De Alice Springs às grandes cidades da Costa Leste e do Sul, como Sydney, Brisbane, Melbourne ou Canberra, as marchas e os protestos tiveram dimensão nacional, com os manifestantes a deixarem clara a sua frustração e revolta pelo facto de, 30 anos depois, muitas das recomendações feitas pela Comissão Real sobre Mortes de Aborígenes sob Custódia não terem sido inteiramente implementadas. Mais ainda: as mortes, nessas circunstâncias, continuam a ocorrer.
Desde que a comissão publicou um relatório considerado marcante, a 15 de Abril de 1991, mais de 450 indígenas australianos morreram detidos. Desde o passado dia 2 de Março, cinco morreram presos ou em situação de perseguição policial, informa a SBS News.
Numa das mobilizações deste sábado, frente ao Parlamento de Victoria, em Melbourne, a senadora Lidia Thorpe chamou a atenção para o facto de a bandeira aborígene estar a meia haste pelo recentemente falecido príncipe britânico Philip – a quem se referiu como representante do poder colonial que oprimiu o povo indígena.
Nas redes sociais, houve quem perguntasse se o Parlamento tinha recebido autorização dos aborígenes para fazer descer a sua bandeira.
Antes das mobilizações, uma das suas organizadoras, a indígena Tameeka Tighe, disse à AAP que, sempre que ouve falar de uma nova morte, teme que seja alguém próximo.
«Faz-me pensar se é o meu irmão, faz-me pensar na ligação que tenho àquela pessoa e faz-me pensar em "quantos mais" até o governo levar isto a sério», afirmou. «Temos de assistir a mais 30 anos e outras 400 mortes? O que é que faz falta para ser uma emergência?», questionou.
Um irmão de Tameeka Tighe, Tane Chatfield, morreu em Setembro de 2017 depois de passar dois anos em prisão preventiva.
A esperança de há 30 anos
O senador Pat Dodson era o único indígena membro da comissão de há 30 anos e diz que se lembra de, então, ter sentido esperança. Mas isso mudou. «Entristece-me o número de mortes que aconteceram desde a comissão», disse à SBS News, sublinhando o «choque» pela falta de implementação das recomendações que foram feitas.

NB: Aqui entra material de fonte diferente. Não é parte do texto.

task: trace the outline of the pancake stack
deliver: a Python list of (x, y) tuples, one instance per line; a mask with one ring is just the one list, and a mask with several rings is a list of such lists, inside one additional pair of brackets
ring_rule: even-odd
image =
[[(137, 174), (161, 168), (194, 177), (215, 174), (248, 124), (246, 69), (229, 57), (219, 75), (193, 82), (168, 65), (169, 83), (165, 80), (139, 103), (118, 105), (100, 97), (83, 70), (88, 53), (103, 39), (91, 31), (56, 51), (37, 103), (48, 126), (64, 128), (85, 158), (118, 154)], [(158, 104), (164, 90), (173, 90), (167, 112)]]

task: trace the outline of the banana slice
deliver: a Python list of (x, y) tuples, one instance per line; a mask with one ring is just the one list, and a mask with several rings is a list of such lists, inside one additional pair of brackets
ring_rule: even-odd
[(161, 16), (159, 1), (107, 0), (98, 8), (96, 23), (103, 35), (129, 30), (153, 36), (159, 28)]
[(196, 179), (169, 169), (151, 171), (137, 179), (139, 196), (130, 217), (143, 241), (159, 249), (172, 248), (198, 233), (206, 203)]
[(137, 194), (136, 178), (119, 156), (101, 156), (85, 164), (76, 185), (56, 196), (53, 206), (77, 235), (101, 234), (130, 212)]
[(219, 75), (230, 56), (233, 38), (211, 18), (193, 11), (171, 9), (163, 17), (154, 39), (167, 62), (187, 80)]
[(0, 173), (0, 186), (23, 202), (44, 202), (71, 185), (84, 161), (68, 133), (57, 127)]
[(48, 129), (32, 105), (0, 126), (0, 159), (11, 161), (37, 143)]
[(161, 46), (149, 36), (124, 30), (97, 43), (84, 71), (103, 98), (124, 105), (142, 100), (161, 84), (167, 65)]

Em 2018, uma análise da Deloitte para o governo federal revelou que 64% das 339 recomendações tinham sido implementadas na totalidade, 30% tinham sido parcialmente aplicadas e 6% nunca o foram.
O mesmo estudo revelou que a taxa de encarceramento de indígenas quase duplicou desde 1991 e que a monitorização das mortes sob custódia diminuiu.
Cerca de um terço da população prisional da Austrália é aborígene, apesar de os indígenas representarem menos de 3% da população do país.
Para o investigador Christopher Cunneen, do Jumbuna Institute, «a grande descoberta da comissão, há 30 anos, foi que temos de tirar os aborígenes da prisão, do sistema judicial».
«Aquilo que estamos a descobrir, passados 30 anos, é que não só não fizemos isso como tornámos a situação muito, muito pior», denunciou.
Tameeka Tighe defendeu que não basta exigir a implementação de recomendações, porque, mesmo com elas, os indígenas são detidos e encarcerados na Austrália a um nível muito mais elevado.
Para Tighe, os governos estaduais e federal têm de assumir a responsabilidade pelas mortes sob custódia e apresentar os casos com transparência, em vez de «passar a batata quente», como têm feito repetidamente até agora, acusou.